Olivia's lying on the grass in a playground, eyes closed, possibly dead. I mean, not likely dead, because that would kinda put a damper on the rest of the season, but... anyway, a hand reaches down to stroke her face, and she smiles and says, "I thought I'd gotten rid of you." It's Peter, who's horn-dogging it up in the park while kids play all around, and he says it took him three years to finally get her, so she's not getting rid of him that easily.
She asks where he disappeared to, and the answer is not "into some netherworld between time streams" but he just went to check up on Walter. "He found the swing set, and you know how he feels about Newtonian mechanics," says Peter. Sure enough, there's Walter, gleefully swinging while being pushed by some poor little kid who probably would rather have a turn. On the plus side, Walter doesn't appear to have conducted any nefarious experiments on the little kid yet, but it's still early.
So Olivia and Peter start talking about how this is the perfect day, which is a conversation they've had before, and then they start kissing, and Olivia says it's too bad it has to end, and Peter doesn't understand why it does and asks what the problem is. Apart from this obviously being a dream that is. "You, Peter. You're the problem," says Olivia, so this episode is starting off promisingly.
That's when Peter wakes up, still in his holding cell in the Federal Building, which is a lot less fun than making out with Olivia in a park, I suppose.
Speaking of Olivia, she comes into his cell just a moment after he wakes up to tell him there's something going on. "And we think it has something to do with you, with your appearance here," she says.
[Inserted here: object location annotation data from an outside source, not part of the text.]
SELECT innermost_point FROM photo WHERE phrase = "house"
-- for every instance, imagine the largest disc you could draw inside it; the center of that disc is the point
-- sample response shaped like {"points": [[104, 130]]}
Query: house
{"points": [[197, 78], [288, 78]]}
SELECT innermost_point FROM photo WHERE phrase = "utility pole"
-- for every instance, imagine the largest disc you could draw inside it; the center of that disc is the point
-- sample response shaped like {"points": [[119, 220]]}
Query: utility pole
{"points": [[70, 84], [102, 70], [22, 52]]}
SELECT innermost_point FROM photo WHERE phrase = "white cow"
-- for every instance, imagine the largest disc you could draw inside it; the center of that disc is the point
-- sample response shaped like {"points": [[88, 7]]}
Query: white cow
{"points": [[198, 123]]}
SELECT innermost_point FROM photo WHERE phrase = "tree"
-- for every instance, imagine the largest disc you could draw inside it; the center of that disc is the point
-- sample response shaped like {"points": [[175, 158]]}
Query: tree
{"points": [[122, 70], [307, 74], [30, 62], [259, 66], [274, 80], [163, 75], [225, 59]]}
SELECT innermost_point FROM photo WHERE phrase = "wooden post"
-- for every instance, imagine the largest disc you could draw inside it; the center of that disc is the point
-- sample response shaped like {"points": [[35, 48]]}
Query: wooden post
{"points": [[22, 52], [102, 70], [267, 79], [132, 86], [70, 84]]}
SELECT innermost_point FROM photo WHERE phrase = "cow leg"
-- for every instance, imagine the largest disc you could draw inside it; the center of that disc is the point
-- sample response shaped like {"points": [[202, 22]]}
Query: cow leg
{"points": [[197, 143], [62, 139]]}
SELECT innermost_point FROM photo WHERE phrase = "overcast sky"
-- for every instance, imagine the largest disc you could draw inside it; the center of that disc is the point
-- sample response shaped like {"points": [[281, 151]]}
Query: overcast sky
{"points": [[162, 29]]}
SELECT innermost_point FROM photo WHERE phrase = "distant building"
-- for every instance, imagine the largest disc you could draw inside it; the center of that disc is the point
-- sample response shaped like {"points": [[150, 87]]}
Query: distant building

They're not actually sure what's going on, but they think it has to do with time, she says.
Over to Central Village in Boston, where a little girl goes racing through an apartment building to try to scare her mom with a fake spider and her mom, washing dishes in the kitchen, plays along for a moment. "I'm almost done here, and then we'll read together, OK?" she says, and the girl says OK -- they're going to read Burlap Bear -- but when the woman turns back to the sink, what had been a basin filled with soapy water is suddenly a burned-out sink coated in ash next to charred and melted and smoldering dishes and appliances. The entire kitchen looks like it's been torched, and her daughter is nowhere to be seen. OK, these anti-smoking messages are starting to get out of hand. "Samantha?" calls the woman, and she goes running down the hallway towards the sound of a crying infant. The woman pauses a moment, perhaps wondering why A) her five-year-old girl is now a crying infant in a crib and B) why the apartment is only burned out halfway through the kid's room -- the rest of it is fine. Then she just grabs the girl and runs outside, where people on the street are staring up at the charred and broken windows in the corner of the apartment building.